Komentarze do "*****"

  1. chujowiczu! zarabiaj z kluu.pl, bez działalności gospodarczej, konto automatycznie weryfikowane
  2. Też się nad tym zastanawiałam, nie prosiłam się na ten świat. Jeszcze się dowiedziałam, że byłam wpadką. Ale jakby spojrzeć na to z innej strony, jak już tu jestem, to może coś z tego życia da się wyciągnąć pozytywnego.

    3

    0
    Odpowiedz
    1. Jedyne, co można w życiu wyciągnąć, to KOPYTA.
      😉

      2

      0
      Odpowiedz
    2. Zapewne tak, lecz finalnie i tak będziesz musiała się z tym rozstać. Wszyscy kiedyś zmienimy się w nawóz

      0

      0
      Odpowiedz
  3. Też tak myslalem o życiu i śmierci i to nawet kurwa wczoraj.

    3

    0
    Odpowiedz
  4. Jakby to było możliwe, to już dawno by kto umarł to kurwa zrobił.
    I byłby Nowy Ład XD.

    2

    0
    Odpowiedz
  5. Są dwa Bogi – Kutko i Mili. Kutko to by Cie wyruchał w dupe a Mili zapierdolił w pierwszej rundzie. Pozdrawiam – Testo.

    0

    0
    Odpowiedz
  6. ” jeżeli ten cały „bóg” istnieje, to przysięgam, że pierwsze co zrobię jak tam trafię to zapierdolę mu takiego gonga, że długo mu aniołki wokół głowy latać będą”

    To jest nas dwóch, patałachu. 😉 /Mesio PS. Nikt z nas nie chciał tu być. Na to się nie ma wpływu. Ślepy przypadek po prostu.
    PS2. A jak się nie ma po co żyć? To się żyje na złość innym. 😉

    3

    1
    Odpowiedz
    1. Przecież ty masz 17 tysi netto, a teraz już podobno 25 tysi netto miesięcznie.
      Kurwa, i ty jesteś nieszczęśliwy?!

      0

      0
      Odpowiedz
  7. Choć kurwa postanowiłem już nic nie dodawac na forum, to twój post autorze postu jest idealnym pretekstem by wreszcie ludziom wytłumaczyć kto to są „antyrodzice”, bo nie zatrybili, bo im trzeba wyłożyć kawę na ławę, bo inaczej nie rozumieją!

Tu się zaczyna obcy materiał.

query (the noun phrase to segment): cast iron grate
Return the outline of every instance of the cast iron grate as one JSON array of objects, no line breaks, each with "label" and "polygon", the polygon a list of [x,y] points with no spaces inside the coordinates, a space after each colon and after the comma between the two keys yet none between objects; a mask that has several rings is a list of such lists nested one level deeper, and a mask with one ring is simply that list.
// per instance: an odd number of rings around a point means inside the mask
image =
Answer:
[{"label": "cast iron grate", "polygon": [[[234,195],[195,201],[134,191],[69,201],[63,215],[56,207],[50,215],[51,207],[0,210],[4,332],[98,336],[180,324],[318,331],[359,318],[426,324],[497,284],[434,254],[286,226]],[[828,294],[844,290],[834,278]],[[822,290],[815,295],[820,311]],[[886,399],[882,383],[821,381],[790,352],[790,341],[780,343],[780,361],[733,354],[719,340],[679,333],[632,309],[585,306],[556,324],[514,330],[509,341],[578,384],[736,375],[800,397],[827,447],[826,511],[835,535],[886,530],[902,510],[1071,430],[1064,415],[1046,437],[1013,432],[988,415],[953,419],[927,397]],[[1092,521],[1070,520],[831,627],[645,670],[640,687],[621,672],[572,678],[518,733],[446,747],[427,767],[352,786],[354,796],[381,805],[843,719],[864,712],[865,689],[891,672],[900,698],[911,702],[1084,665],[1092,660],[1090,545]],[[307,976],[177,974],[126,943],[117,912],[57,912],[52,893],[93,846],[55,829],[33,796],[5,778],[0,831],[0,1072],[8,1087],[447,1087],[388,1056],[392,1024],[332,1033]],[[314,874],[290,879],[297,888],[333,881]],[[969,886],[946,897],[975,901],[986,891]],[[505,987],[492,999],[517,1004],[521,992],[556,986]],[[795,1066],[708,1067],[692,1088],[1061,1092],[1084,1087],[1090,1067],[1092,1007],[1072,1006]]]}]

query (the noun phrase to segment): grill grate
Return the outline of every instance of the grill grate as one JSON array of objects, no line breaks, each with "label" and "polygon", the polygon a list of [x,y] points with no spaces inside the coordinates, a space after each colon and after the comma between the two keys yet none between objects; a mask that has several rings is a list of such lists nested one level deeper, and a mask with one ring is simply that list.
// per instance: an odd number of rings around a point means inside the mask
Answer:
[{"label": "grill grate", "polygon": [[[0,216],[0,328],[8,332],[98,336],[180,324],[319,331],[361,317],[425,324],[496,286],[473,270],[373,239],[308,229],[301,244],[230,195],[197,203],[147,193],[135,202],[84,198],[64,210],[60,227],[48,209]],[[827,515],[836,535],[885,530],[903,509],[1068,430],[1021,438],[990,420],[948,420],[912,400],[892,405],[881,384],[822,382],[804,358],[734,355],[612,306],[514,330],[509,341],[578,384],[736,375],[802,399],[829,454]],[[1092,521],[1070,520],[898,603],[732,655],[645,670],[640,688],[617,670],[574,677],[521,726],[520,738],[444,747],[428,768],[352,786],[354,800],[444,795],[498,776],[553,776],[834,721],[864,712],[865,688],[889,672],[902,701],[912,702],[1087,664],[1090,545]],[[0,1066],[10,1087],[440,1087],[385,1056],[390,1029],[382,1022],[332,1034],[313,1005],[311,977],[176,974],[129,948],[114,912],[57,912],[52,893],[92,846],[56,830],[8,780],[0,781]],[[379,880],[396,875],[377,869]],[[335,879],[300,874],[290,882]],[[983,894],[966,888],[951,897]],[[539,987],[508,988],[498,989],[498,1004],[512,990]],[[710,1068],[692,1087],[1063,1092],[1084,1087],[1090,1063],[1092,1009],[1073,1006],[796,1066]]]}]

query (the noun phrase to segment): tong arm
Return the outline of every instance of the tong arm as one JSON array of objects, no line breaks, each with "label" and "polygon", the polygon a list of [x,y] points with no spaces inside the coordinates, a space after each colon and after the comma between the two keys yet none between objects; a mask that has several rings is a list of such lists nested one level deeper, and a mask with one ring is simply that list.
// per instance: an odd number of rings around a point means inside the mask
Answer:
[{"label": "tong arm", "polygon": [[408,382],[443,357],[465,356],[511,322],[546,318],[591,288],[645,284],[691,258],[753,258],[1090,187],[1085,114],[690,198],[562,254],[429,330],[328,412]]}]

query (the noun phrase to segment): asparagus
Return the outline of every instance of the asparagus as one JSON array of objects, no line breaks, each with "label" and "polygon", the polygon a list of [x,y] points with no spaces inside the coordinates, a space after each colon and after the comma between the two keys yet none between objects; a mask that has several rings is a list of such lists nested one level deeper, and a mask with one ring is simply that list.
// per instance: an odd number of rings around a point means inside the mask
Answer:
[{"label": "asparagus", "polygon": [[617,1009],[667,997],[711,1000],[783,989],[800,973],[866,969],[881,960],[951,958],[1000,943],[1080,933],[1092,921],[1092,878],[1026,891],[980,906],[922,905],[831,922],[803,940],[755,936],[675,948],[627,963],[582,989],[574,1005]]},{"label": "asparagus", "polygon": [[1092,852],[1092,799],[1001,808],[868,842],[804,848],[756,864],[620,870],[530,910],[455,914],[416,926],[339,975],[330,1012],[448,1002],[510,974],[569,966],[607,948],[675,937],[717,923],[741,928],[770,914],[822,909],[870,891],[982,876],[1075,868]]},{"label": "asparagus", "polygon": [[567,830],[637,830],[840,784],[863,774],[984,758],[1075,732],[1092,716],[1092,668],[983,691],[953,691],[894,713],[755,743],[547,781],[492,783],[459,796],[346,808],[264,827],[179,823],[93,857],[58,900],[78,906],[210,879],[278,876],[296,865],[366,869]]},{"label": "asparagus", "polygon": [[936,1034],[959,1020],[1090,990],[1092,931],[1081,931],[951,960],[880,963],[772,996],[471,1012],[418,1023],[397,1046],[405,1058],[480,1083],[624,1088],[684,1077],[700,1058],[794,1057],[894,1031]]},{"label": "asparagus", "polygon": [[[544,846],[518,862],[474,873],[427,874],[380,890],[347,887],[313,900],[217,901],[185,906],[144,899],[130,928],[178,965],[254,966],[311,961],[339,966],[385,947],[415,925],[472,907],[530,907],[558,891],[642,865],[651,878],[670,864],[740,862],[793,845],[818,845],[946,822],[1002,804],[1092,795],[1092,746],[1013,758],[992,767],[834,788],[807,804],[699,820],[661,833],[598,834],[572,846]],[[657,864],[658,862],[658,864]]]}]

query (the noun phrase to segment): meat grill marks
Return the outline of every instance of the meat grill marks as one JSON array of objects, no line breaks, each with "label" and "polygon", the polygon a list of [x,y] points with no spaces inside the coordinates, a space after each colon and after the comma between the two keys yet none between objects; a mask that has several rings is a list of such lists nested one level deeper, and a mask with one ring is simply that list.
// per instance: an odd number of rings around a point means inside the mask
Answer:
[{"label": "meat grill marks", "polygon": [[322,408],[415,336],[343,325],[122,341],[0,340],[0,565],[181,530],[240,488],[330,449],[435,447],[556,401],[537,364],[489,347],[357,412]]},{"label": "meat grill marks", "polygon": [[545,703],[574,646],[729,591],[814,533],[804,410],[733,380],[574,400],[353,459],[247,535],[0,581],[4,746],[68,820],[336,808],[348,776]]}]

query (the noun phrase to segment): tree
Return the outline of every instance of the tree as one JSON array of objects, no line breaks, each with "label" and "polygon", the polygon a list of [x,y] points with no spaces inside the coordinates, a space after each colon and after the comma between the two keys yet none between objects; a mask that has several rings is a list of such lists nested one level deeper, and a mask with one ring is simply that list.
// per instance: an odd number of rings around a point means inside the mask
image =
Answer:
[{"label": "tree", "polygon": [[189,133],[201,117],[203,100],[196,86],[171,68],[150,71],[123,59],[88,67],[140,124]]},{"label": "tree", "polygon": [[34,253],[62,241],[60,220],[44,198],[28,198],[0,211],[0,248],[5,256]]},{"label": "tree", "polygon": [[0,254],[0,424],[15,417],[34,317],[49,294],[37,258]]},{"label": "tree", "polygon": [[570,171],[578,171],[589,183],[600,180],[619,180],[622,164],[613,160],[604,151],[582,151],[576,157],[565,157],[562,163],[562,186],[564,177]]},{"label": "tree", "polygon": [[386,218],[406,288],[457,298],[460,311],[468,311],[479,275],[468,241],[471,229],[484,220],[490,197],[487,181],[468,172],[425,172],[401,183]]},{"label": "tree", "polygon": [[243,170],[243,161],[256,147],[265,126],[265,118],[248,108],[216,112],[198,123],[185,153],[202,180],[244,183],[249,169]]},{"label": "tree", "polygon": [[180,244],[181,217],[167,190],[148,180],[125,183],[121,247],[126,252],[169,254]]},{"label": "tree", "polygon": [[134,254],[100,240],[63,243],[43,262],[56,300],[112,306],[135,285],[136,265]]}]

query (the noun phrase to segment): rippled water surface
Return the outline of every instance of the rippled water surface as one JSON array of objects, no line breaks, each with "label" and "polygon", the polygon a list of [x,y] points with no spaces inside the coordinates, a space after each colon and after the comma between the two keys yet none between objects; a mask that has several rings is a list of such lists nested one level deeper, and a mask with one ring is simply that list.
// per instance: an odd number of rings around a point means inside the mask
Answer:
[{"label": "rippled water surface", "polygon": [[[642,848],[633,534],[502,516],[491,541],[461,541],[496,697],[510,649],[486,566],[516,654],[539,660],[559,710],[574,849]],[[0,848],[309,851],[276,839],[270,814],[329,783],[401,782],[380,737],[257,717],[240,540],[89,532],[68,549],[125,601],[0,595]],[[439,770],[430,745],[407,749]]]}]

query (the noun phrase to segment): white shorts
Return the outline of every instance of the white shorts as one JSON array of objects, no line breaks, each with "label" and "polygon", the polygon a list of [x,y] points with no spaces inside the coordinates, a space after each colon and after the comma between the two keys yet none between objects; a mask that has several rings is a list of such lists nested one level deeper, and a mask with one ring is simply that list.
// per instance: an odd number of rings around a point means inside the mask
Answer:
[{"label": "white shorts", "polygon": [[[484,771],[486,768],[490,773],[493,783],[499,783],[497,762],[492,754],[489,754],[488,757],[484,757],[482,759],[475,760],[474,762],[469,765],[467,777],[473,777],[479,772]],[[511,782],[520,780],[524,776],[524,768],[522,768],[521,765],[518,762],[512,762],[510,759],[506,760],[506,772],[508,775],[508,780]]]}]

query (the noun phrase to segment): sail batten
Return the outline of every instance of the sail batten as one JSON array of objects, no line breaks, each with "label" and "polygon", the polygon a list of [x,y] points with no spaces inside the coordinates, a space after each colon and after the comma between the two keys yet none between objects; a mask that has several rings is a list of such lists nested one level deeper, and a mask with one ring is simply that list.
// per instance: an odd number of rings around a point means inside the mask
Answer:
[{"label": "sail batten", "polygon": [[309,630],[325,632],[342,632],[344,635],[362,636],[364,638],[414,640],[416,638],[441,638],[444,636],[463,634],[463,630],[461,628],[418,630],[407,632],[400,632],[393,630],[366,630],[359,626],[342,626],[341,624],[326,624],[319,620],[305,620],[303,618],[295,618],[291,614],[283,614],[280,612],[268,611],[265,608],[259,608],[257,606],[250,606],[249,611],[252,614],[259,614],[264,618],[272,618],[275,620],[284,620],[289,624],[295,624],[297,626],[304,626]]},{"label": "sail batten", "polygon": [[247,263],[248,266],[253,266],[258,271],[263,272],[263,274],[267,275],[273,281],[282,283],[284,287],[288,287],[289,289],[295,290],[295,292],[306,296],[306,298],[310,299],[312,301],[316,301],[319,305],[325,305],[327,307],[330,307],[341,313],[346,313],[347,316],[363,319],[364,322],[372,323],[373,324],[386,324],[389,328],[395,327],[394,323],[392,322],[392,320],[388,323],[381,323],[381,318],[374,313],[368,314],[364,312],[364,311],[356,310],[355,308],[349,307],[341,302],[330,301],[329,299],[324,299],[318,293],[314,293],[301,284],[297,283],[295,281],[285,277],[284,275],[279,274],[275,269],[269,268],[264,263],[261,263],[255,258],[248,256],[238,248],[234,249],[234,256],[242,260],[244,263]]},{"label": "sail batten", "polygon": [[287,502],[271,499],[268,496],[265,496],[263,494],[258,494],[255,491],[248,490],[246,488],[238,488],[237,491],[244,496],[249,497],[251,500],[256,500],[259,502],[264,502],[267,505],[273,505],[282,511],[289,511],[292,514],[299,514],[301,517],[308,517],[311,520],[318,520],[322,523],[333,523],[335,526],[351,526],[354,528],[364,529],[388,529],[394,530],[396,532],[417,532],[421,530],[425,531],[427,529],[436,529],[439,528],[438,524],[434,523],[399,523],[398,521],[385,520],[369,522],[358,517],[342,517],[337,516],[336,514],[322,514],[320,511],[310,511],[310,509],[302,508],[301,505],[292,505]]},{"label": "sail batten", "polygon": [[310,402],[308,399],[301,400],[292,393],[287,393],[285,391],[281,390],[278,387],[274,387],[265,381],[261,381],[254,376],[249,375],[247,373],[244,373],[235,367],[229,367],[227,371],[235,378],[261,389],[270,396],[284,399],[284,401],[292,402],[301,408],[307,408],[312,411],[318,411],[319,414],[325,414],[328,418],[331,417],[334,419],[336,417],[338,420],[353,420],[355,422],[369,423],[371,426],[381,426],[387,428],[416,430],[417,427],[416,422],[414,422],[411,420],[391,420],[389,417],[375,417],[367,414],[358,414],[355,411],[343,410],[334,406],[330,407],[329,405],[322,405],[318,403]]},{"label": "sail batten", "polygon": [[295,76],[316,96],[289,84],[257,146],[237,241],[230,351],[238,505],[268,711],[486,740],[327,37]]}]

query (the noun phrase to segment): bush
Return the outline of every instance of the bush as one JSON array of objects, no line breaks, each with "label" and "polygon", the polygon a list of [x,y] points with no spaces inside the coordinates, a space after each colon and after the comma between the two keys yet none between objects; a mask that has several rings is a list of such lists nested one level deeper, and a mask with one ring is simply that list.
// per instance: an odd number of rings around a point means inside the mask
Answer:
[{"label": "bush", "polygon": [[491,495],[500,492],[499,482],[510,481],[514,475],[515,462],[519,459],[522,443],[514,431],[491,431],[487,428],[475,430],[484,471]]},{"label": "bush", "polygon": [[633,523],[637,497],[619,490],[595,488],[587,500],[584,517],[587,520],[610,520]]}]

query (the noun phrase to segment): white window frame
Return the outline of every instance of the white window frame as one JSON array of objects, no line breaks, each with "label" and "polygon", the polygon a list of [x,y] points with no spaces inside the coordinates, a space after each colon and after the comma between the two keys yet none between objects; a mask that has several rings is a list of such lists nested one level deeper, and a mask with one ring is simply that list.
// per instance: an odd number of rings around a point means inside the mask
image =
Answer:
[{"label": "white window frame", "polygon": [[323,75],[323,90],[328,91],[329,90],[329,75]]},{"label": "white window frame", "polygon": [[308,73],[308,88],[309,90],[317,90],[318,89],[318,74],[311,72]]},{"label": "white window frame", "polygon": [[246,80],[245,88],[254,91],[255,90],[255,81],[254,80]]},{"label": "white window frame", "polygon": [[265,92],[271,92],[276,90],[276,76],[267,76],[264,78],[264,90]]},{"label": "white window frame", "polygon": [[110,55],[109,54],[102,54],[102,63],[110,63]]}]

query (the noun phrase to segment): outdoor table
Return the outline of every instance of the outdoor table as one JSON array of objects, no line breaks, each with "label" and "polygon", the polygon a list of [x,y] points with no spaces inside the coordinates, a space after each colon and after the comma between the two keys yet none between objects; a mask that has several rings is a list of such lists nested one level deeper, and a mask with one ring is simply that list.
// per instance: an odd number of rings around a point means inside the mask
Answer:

    Otóż „antyrodzice” to są rodzice, którzy nie nadają się w ogóle na rodziców, bo są całkowitym przeciwieństwem normalnych rodziców !
    W polskim prawie sądowniczym ktoś taki jest pozbawiany praw rodzicielskich, i tak też się stało w przypadku jednego z moich rodziców.
    Ponadto jeśli sobie wpiszecie w internet „cechy toksycznych rodziców”, to moi rodzice mają zawsze 100% punktów, a raczej -100%, ponieważ jak dla mnie cecha toksyczna nie jest + lecz -.
    A zatem jeśli jest np. 13 cech toksycznych, to moi rodzice mają owe 13/13, a jak napisałem powyżej powinno sie to liczyć jako -13/-13.
    Dlatego nazywam ich „antyrodzicami”, bo mają pełną skalę toksyczności, a więc nie nadają sie na rodziców: stąd określenie „antyrodzice”.
    Tak samo „antykrewni” lub „antyrodzina” – nie chciałem pisać „antyciotka” lub „antywujek” lub „antykuzyn”/”antykuzynka” itd. więc od razu zakwalifikowałem ich hurtem zamiast jak powyżej detalem do „antykrewnych”, bo inaczej miałbym z 100 razy więcej do pisania.
    Co więcej ktoś mnie określił „antycymbał”, więc idąc moim tokiem rozumowania oznacza to, że nie jestem cymbałem, który gada pusto od rzeczy, lecz jestem szczery i prawdziwy w swoich wypowiedziach !
    Z kolei, gdy nazywam kogoś „pseudokrewnym” to jest to też ktoś toksyczny z moich krewnych, ale nie aż tak toksyczny jak nazywam kogoś „antykrewnym”.
    Czasem też używałem tych ogólnych określeń na przemian jako synonimy.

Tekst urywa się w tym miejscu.